Y qué milagros prodigabas, tía Alicia, con la escasa soldada que traía al hogar el bueno de tío Aquiles –vaya nombre inapropiado para su estampa-, modesto funcionario público, asiduo de bares y tertulias, también algo ludópata, aunque sin mayores descalabros, porque tú le controlabas con el brillante acero de tus ojos negros, para que no transgrediera ni la dieta ni el dispendio. En tus últimos días en el departamento de calle Marín, viuda, agobiada por el tiempo y la enfermedad, te dabas maña para invitarme a unos chourizos con cachelos, que tus manos de eximia cocinera hacían cantar en la sartén, como excelsa soprano del condumio. Quizá las últimas palabras tuyas que hoy escucha mi memoria, engarzadas en un gesto de desamparo, fueran: -“Qué mal sabe este caldo sin sal”-. Ahí me percaté de qué manera absurda se priva a los ancianos enfermos de la caricia del sabor, el único regalo que sobrevive a la infancia.

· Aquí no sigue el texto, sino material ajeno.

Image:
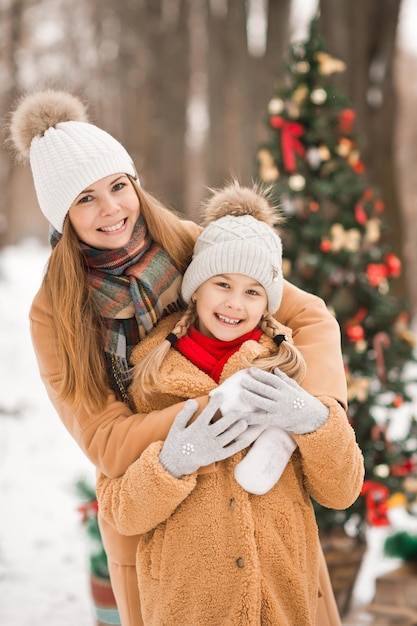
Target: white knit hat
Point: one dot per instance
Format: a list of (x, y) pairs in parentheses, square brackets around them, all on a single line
[(238, 243), (66, 153)]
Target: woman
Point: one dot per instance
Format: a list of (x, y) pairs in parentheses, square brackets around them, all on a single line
[(105, 288), (237, 529)]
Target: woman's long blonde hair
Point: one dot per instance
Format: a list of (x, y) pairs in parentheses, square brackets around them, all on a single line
[(288, 358), (77, 322)]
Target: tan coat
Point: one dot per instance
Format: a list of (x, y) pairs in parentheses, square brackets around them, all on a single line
[(211, 554), (114, 438)]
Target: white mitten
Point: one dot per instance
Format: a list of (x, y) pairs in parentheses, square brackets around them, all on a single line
[(264, 463), (232, 391)]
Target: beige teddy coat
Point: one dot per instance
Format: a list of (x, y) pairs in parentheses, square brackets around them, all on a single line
[(211, 554)]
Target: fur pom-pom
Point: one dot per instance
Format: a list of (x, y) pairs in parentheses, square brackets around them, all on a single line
[(37, 112), (234, 199)]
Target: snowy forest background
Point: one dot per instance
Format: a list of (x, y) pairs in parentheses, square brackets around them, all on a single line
[(185, 86)]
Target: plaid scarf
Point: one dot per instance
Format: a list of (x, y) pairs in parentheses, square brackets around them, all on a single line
[(133, 288)]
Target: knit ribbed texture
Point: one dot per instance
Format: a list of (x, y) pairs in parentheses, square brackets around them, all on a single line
[(67, 159), (237, 245)]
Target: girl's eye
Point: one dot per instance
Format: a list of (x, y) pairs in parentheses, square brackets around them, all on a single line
[(85, 199)]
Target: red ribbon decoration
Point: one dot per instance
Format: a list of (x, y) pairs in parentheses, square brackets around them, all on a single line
[(291, 145), (376, 496)]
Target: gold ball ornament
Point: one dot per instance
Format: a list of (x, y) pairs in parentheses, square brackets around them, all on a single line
[(302, 67), (324, 152), (328, 64), (276, 106), (300, 94), (268, 171), (296, 182), (318, 96)]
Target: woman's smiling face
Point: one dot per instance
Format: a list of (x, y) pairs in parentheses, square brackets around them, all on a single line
[(104, 215)]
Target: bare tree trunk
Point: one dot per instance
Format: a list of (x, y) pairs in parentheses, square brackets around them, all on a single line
[(363, 34), (11, 34), (146, 87), (228, 95), (267, 71)]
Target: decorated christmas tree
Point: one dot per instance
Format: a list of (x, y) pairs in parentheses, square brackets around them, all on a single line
[(88, 509), (336, 246)]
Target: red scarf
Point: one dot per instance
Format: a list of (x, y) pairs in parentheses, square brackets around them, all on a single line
[(209, 354)]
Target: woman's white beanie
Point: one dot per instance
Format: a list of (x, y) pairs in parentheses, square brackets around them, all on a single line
[(239, 242), (66, 153)]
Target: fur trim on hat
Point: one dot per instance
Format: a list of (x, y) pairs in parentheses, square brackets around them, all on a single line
[(237, 200), (37, 112)]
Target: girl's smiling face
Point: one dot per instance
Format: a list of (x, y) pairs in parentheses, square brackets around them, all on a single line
[(104, 215), (229, 306)]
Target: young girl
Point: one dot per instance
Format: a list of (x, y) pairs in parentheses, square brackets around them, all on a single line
[(114, 271), (210, 552)]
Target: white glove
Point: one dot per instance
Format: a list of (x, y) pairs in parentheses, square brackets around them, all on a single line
[(280, 401), (232, 391), (187, 448), (265, 461)]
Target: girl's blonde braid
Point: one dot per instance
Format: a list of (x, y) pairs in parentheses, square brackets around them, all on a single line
[(288, 358), (146, 372)]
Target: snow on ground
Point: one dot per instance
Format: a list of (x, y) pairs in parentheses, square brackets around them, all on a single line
[(43, 549)]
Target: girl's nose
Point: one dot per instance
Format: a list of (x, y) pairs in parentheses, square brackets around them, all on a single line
[(108, 206), (234, 302)]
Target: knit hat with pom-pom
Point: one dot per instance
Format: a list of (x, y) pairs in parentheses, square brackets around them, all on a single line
[(66, 153), (239, 238)]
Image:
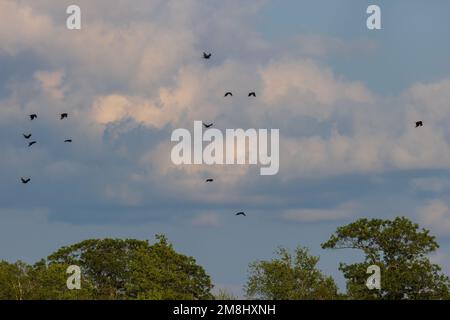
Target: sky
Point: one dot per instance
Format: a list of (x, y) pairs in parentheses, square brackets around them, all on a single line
[(345, 99)]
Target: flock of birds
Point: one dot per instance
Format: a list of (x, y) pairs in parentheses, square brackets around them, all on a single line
[(33, 142), (206, 56)]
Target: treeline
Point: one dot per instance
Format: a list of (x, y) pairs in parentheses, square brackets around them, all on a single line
[(135, 269)]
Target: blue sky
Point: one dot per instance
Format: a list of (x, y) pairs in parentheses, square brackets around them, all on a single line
[(344, 98)]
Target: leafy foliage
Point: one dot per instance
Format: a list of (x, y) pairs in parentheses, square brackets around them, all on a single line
[(111, 269), (401, 250), (289, 277)]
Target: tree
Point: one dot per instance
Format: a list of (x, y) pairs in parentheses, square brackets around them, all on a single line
[(14, 281), (401, 250), (161, 273), (133, 269), (289, 277)]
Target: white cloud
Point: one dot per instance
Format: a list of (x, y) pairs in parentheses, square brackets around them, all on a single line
[(344, 211)]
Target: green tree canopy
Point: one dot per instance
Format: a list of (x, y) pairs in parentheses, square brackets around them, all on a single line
[(289, 277), (111, 269), (401, 250)]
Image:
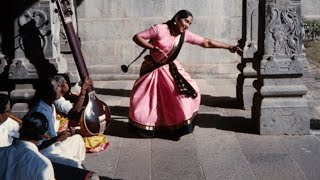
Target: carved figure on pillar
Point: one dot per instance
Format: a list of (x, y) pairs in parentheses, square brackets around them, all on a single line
[(279, 106)]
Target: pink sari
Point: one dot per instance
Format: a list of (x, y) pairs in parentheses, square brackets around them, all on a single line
[(155, 102)]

Tú eras la más joven de las tres, tía Elena, de alba belleza mediterránea, como si la advocación de la hermosa reina legendaria hubiera trazado en ti rasgos helénicos. Eras coqueta hasta con los niños. Lo natural en ti era esa modosidad femenina que busca encantar con leves gestos, con guiños sutiles e intuitivos ademanes. También contabas con la gracia del humor galaico que los genes peregrinos nos trajeron desde la otra orilla del mar, para que enfrentásemos la vida y la decrepitud, las pasiones y las penas, la felicidad y el desarraigo, como saben hacerlo aquellos hijos de la tierra que se derramaron por este mundo ancho y ajeno para obsequiarnos entrañables fundaciones.

Te recuerdo en la casa de Mar del Plata -rúa chilena y no balneario argentino- cuando agonizaba tu linda hija Carmiña, mi dulce prima loira, con la que aprendí a jugar al ajedrez, y que partió muy joven, traicionada por las fiebres de un corazón prematuramente estragado. Herida por el cuchillo de la pena, tía Elena, lucías la serena apostura de las viudas de Troya.

Mis tres tías gallegas, con las que hilvano en palabras un coloquio imposible y nostálgico, oficiaban en la gran cocina de Chacra El Olivo como alegres vestales de la fiesta dominical, bajo la tuición atenta de la abuela Elena. La certeza de aquellas alegrías de cada semana no se ha vuelto a cobijar en ninguna mesa, pero los aromas remotos vuelven a encantarnos, tan súbitos e inesperados como la mariposa amarilla que acaricia nuestras hojas volanderas, o como el colibrí que dibuja un nombre olvidado en el cristal de los anhelos perdidos.